Ironisnya, meskipun mayoritas kasus kebutaan akibat RD dapat dicegah, cakupan skrining di Indonesia masih sangat rendah. Hanya sekitar lima persen pasien diabetes yang secara rutin menjalani pemeriksaan retina mereka. Kondisi ini menyebabkan banyak pasien baru mencari pertolongan medis ketika kerusakan sudah parah dan memerlukan intervensi yang jauh lebih kompleks dan berisiko.
Tingkatkan Deteksi Dini
Menyadari urgensi masalah ini, berbagai pihak bertepatan dengan Hari Diabetes Sedunia pada 14 November lalu menyerukan pentingnya skrining mata secara berkala bagi setiap individu penderita diabetes.
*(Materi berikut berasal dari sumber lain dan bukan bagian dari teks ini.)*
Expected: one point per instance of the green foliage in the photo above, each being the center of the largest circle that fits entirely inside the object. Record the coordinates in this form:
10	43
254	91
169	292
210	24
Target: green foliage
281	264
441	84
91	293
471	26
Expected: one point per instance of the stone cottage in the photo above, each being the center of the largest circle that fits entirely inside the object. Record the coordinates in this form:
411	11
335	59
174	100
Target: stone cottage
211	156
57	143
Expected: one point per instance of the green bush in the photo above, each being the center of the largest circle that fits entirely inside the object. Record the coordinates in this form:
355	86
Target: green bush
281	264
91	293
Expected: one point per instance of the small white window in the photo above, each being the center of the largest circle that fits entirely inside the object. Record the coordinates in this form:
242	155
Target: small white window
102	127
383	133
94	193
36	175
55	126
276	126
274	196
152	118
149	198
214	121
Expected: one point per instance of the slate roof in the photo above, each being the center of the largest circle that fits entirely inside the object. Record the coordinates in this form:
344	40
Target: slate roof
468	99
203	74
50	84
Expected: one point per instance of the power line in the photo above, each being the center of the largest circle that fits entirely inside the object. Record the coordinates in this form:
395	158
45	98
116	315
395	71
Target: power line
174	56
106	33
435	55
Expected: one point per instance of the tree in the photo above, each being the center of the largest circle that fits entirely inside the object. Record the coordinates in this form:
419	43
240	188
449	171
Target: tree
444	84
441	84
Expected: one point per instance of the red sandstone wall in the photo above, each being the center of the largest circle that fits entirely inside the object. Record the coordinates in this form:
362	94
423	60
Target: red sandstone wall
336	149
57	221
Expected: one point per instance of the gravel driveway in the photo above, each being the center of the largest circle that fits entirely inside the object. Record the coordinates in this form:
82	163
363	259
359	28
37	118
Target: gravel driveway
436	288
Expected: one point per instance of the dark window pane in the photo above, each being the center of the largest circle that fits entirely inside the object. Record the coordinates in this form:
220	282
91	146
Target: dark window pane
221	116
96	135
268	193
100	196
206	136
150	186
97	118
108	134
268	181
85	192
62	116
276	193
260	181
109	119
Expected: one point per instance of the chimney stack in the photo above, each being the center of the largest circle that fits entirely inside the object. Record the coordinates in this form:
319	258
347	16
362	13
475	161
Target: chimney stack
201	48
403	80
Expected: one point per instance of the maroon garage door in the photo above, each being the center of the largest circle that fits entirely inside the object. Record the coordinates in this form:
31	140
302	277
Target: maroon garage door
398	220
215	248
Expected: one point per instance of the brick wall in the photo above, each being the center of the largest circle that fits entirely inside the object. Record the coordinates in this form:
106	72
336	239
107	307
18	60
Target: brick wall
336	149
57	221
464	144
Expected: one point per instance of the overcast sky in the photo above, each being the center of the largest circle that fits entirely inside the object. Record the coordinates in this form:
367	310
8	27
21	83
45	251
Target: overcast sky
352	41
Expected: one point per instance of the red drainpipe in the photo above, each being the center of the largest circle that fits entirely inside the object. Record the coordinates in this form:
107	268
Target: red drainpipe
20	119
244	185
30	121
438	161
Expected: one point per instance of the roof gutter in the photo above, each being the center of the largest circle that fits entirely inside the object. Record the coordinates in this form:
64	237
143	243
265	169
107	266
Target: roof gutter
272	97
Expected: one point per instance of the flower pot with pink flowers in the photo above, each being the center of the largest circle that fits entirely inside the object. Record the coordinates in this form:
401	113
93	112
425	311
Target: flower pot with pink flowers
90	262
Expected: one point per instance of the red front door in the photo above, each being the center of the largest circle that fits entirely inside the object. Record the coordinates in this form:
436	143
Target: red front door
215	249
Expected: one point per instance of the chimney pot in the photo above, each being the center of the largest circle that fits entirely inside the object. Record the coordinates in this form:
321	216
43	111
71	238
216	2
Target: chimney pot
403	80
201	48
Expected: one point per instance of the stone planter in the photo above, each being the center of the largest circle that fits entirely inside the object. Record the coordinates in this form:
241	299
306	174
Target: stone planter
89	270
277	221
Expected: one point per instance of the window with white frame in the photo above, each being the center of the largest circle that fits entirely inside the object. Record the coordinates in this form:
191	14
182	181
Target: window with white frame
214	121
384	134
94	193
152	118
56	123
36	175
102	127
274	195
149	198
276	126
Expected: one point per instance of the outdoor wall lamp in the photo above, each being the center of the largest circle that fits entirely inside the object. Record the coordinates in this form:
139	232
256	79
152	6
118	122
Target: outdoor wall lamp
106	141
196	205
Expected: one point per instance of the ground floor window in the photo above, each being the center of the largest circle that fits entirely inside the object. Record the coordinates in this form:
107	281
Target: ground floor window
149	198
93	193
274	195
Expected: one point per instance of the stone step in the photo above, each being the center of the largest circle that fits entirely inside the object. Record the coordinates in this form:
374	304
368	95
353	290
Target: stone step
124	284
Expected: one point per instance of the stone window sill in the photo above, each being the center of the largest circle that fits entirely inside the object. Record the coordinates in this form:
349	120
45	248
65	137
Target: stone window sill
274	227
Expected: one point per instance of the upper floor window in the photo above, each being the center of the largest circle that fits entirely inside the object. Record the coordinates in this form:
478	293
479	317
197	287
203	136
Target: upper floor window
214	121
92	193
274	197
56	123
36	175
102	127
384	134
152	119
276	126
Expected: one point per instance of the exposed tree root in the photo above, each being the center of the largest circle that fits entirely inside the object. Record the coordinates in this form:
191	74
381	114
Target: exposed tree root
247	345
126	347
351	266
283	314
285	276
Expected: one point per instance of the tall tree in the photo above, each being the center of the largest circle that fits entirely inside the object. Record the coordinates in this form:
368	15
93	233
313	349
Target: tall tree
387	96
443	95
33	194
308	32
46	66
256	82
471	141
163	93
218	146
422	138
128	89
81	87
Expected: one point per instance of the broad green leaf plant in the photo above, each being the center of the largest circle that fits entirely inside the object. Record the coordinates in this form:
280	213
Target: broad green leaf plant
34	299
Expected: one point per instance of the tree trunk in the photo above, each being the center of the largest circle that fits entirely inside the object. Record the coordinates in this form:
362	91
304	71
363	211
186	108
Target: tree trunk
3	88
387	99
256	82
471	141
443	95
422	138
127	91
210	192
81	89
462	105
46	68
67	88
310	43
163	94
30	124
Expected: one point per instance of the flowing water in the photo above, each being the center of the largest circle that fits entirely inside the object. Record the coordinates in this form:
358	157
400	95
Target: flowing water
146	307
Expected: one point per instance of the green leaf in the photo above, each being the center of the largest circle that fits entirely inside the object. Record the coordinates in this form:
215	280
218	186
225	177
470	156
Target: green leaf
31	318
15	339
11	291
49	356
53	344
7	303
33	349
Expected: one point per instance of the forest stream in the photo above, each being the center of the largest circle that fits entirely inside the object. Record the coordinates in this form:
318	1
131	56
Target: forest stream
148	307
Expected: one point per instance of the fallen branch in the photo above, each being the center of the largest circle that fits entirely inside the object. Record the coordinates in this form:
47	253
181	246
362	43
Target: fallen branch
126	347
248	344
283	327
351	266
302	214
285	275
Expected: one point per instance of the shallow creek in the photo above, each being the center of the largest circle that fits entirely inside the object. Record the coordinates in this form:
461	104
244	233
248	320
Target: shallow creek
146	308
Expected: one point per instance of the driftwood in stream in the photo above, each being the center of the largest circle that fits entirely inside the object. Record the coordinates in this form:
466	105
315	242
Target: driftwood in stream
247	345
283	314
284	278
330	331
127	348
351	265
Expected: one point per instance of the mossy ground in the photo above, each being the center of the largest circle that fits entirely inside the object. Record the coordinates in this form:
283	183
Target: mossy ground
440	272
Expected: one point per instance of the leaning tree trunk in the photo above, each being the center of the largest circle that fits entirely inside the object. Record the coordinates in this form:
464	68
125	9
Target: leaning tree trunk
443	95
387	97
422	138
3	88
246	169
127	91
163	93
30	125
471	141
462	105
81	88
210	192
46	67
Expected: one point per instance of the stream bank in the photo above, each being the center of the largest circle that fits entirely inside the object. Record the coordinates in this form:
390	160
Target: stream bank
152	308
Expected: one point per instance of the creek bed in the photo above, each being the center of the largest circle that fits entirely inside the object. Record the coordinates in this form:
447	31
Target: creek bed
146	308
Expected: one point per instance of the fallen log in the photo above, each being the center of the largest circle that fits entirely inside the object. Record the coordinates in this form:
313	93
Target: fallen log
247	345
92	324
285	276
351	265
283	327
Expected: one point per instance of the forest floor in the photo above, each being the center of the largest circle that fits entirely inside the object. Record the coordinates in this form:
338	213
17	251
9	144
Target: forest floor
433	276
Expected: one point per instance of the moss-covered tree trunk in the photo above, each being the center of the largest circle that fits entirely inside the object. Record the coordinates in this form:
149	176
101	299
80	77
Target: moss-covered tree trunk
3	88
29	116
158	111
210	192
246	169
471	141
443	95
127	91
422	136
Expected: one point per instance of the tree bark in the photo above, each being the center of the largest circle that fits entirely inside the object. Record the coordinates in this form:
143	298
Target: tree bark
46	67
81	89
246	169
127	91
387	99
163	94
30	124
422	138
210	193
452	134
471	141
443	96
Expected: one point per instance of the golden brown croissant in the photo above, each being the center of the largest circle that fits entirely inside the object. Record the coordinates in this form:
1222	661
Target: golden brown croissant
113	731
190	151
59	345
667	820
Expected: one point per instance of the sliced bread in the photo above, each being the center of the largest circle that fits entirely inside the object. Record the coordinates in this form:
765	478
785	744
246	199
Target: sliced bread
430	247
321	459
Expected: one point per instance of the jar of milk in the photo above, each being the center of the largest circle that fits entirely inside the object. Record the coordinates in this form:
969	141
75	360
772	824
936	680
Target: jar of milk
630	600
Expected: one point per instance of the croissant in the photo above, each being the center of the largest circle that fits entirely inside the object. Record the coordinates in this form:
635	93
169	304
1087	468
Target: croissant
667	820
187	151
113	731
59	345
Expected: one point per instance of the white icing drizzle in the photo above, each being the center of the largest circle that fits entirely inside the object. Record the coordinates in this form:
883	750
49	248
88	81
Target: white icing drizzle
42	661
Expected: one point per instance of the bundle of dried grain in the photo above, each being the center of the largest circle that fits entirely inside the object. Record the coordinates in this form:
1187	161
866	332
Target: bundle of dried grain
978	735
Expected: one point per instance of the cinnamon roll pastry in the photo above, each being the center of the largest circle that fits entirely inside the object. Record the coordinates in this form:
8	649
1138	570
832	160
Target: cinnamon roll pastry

Langkah ini diyakini sebagai benteng pertahanan paling efektif untuk mencegah komplikasi yang merusak penglihatan.
Direktur Penyakit Tidak Menular Kementerian Kesehatan, Siti Nadia Tarmizi, menggarisbawahi besarnya tantangan diabetes di Indonesia. Ia menyatakan, "Kami ingin skrining retinopati diabetik bisa dilakukan secara masif di layanan primer, tidak hanya bergantung pada dokter spesialis. Dengan dukungan teknologi dan alur rujukan yang jelas, kita bisa mempercepat deteksi dini." Ini menunjukkan komitmen pemerintah untuk memperluas jangkauan skrining dari fasilitas kesehatan tingkat lanjut hingga ke puskesmas dan klinik.
Ambisi nasional yang tertuang dalam Peta Jalan Upaya Kesehatan Penglihatan 2025-2030 menargetkan peningkatan signifikan dalam penanganan RD. Tujuannya adalah memastikan 80 persen pasien diabetes menjalani skrining retina dan 80 persen pasien yang terdiagnosis retinopati diabetik mendapatkan pengobatan yang tepat. Untuk mencapai target ambisius ini, pemanfaatan tele-oftalmologi—layanan mata jarak jauh—dan kecerdasan buatan (AI) menjadi strategi kunci. Inovasi ini diharapkan mampu mengatasi keterbatasan akses dan kekurangan tenaga ahli mata, khususnya di wilayah-wilayah terpencil.
Selain upaya pemerintah, kolaborasi strategis juga menjadi pilar penting dalam memperkuat sistem layanan kesehatan mata. Sebagai contoh, Roche Indonesia menjalin kerja sama dengan Fakultas Kedokteran, Kesehatan Masyarakat, dan Keperawatan (FK-KMK) UGM untuk mengembangkan pendekatan penanganan retinopati diabetik yang lebih komprehensif. Wakil Rektor UGM, Danang Sri Hadmoko, menyambut baik inisiatif ini sebagai "langkah strategis untuk menjawab tantangan retinopati diabetik melalui pendekatan berbasis bukti."
Senada dengan itu, Presiden Direktur Roche Indonesia, Sanaa Sayagh, menegaskan komitmen perusahaannya untuk mendukung transformasi kesehatan nasional dan melindungi kesehatan penglihatan masyarakat. "Melalui model ini, kami ingin meningkatkan cakupan skrining secara signifikan dan memastikan pasien mendapatkan tatalaksana sebelum terjadi kebutaan permanen," ujar Sanaa. Kolaborasi semacam ini diharapkan dapat menciptakan ekosistem perawatan yang terintegrasi, mulai dari deteksi dini hingga intervensi medis, demi meminimalkan angka kebutaan akibat retinopati diabetik di Indonesia.